Problem Overview
The objective was to analyze thousands of restaurant invoices from major suppliers like Gordon Food Service (GFS) and Sysco. The project faced several structural challenges:
- Fragmented PDF Layouts: Multiple invoices often existed within a single PDF file, while single invoices frequently spanned multiple pages.
- Transaction Variety: The system had to distinguish between standard sales invoices and credit returns.
- Granular Extraction: Required high-fidelity parsing of seller/buyer metadata, dates, invoice numbers, and line-item details (SKU, quantity, unit price, and descriptions).
- Lifecycle Management: The architecture needed to support three distinct modes: processing new arrivals, re-parsing existing data, and bulk-processing archived documents.
Architecture & Workflow
- Ingestion Layer: An S3 bucket serves as the landing zone. A
putevent triggers a message to an SQS queue, ensuring a decoupled and resilient ingestion flow. - Orchestration Layer: SQS buffers document pointers, protecting the system from spikes in document volume and allowing for easy retries.
- Processing Layer (Parser Lambda):
- Triggered by SQS to process individual documents.
- Outputs parsed data to DynamoDB using a Composite Key strategy (
PK: supplier-name:invoice-number) to ensure uniqueness and prevent duplicates.
- Extraction Layer (Export Lambda): A secondary function that aggregates parsed records from DynamoDB and exports them back to S3 as multi-object JSON files for downstream analytics.
Technical Implementation of the Parser
- Runtime: Built with Node.js (TypeScript) to leverage lightweight PDF parsing dependencies, ensuring low cold-start latency.
- Configuration-Driven Design: Implemented a per-supplier configuration schema.
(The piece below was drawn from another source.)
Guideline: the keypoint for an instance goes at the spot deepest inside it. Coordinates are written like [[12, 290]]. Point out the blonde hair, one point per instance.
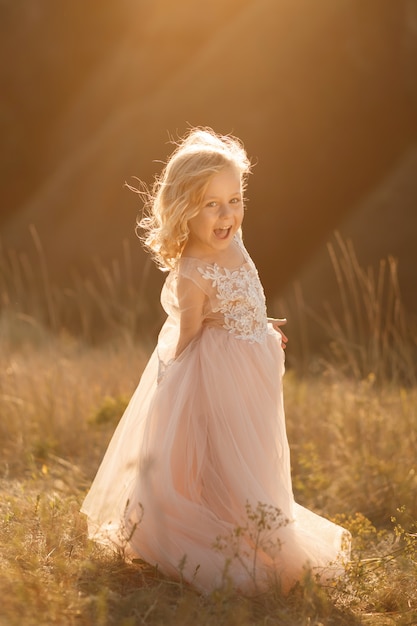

This defines field locations, regex patterns, and formatting rules, allowing the engine to scale to new suppliers without changing the core logic.
- State Logic: The parser is designed to handle the "stitching" of multi-page invoices and the "splitting" of bulk PDF files by identifying header and footer markers dynamically.
Technologies Used
- Cloud: AWS (S3, SQS, Lambda, DynamoDB).
- Runtime: Node.js, TypeScript.
- Data Strategy: Single Table Design, Config-driven ETL.
Role
Lead Architect & Backend Developer